Implementation of Stochastic Gradient Langevin algorithm in https://www.ics.uci.edu/~welling/publications/papers/stoclangevin

### Fair Machine Learning and Supervised PPCA / Variational Principal Component Regression

```python
from bystro.supervised_ppca import *
```

`supervised_ppca` is a collection of generative methods:

1. Probabilistic PCA (PPCA)
2. Supervised PPCA (also know as Variational Principal Component Regression): Novel method for network analysis that is able to pick up dynamics of interest in low variance components. Also competitive with Elastic Net in a regression context, without shrinking covariates (instead shrinks them in latent space). See our recent publication: https://arxiv.org/abs/2409.02327
3. Adversarial Probabilistic PCA: Fair ML method that removes the influence of M sensitive variables (confounding factors), from high dimensional data


## Applications in Proteomics

For proteomics analyses, we have 4 modular steps that can be applied alone or combined:

1. Imputation
- Recommended if there are missing values within your data, demo here: [Soft Impute Demo](python/python/bystro/examples/Demo_Imputing_Missing_Data.ipynb)
2. Batch Correction
- Recommended for TMT data that has a control per batch to correct for small batches, demo here: [Small sample batch correction Demo](python/python/bystro/examples/Demo_accounting_for_batch_effects_with_control.ipynb)
3. Removal of Confounding factors
- Recommended if there are confounding factors such as sex or ancestry that you want to remove from your data, demo here: [Fair PCA Demo](python/python/bystro/examples/Demo_Fair_PCA.ipynb)
4. Network Analysis
- Recommended if you want to discover predictive networks in your proteomic data, demo here: [Learning Predictive Network Demo](python/python/bystro/examples/Demo_Learning_Predictive_Network.ipynb)

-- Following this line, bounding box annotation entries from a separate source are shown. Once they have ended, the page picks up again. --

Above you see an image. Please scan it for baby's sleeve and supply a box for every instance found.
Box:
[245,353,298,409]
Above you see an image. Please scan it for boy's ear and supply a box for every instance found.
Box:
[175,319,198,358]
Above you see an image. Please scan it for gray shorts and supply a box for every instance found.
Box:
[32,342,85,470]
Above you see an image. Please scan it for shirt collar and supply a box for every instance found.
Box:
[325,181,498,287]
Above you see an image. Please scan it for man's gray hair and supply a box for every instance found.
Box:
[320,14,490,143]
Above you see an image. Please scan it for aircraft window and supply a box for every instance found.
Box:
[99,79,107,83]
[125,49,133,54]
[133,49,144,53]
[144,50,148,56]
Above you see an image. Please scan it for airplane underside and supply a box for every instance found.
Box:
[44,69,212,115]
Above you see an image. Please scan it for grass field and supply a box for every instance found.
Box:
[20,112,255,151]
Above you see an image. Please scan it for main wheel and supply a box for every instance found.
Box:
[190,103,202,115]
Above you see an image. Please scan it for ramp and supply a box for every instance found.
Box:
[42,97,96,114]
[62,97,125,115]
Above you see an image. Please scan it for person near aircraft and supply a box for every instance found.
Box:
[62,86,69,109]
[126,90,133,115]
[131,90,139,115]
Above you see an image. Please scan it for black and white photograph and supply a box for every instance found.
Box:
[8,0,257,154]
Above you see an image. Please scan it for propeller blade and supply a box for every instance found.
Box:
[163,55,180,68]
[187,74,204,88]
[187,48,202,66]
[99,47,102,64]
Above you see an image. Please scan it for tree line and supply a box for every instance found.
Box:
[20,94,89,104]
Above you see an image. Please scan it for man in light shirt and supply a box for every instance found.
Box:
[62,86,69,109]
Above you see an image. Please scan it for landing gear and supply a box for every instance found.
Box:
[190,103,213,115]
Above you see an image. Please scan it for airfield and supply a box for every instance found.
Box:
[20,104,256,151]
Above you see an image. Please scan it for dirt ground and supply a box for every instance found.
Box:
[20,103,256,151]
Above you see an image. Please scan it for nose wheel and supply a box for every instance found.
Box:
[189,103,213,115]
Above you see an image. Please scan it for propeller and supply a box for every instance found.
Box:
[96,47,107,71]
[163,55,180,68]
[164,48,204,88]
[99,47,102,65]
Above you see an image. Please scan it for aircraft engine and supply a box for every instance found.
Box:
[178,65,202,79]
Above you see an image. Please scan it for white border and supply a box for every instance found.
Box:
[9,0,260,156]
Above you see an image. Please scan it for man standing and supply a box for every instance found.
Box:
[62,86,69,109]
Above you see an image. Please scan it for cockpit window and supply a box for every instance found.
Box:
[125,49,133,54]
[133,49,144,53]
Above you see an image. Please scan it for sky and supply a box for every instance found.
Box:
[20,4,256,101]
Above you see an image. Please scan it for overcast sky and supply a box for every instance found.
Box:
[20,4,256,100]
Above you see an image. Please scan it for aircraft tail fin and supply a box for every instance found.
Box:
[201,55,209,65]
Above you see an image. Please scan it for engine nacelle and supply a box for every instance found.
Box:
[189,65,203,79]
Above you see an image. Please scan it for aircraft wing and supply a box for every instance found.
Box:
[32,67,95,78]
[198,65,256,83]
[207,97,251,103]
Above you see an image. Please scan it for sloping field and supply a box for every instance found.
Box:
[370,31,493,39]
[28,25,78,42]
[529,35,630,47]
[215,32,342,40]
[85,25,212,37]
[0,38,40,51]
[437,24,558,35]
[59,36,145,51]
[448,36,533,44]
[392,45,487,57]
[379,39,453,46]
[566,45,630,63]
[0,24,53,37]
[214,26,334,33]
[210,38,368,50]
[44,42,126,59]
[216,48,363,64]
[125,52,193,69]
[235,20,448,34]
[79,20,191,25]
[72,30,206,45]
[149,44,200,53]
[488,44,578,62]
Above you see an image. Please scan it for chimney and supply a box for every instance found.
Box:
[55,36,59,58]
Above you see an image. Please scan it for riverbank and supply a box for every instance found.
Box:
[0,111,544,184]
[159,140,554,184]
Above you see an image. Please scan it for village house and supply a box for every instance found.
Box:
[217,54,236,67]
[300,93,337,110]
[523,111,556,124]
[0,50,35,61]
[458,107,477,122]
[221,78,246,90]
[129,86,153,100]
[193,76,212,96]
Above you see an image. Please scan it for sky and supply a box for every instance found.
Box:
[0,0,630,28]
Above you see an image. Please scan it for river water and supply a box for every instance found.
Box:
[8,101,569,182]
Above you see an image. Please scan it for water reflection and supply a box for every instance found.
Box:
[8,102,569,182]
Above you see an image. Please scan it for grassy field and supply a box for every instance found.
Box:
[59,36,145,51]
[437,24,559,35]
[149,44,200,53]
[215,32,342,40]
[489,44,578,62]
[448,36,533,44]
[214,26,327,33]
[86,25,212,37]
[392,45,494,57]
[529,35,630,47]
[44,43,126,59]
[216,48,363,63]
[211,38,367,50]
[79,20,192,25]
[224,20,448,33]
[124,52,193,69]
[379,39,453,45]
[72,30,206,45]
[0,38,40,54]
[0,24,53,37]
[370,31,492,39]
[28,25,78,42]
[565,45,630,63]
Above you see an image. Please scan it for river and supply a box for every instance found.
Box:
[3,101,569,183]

## Applications in Genetics

Make genetic results more generalizable by removing information from confounding factors:
- Remove ancestry-related information in multi-ancestry cohorts to reduce bias
- Remove effect of batch in meta-analyses
- See demo here: [Fair PCA Demo](python/python/bystro/examples/Demo_Fair_PCA.ipynb)

## Combined (Multi-omics) Applications

Combine genomic and proteomic data for any downstream analyses or data exploration
- Read more here: [Proteomics combine README.md](python/python/bystro/proteomics/README.md)


## Publications

[Talbot et al. arXiv, 2024](https://arxiv.org/abs/2409.02327)

[Kotlar et al, Genome Biology, 2018](https://doi.org/10.1186/s13059-018-1387-3)


## Installing Bystro Python library

To install the Bystro Python package, run:

```sh
pip install bystro
```

The Bystro ancestry CLI `score` tool (`bystro-api ancestry score`) parses VCF files to generate dosage matrices. This requires `bystro-vcf`, a Go program which can be installed with:

```sh
# Requires Go: install from https://golang.org/doc/install
go install github.com/bystrogenomics/bystro-vcf@2.2.3
```

Bystro is compatible with Linux and MacOS. Windows support is experimental. If you are installing on MacOS as a native binary (Arm), you will need to install the following additional dependencies:

```sh
brew install cmake
```

Please refer to [INSTALL.md](INSTALL.md) for more details.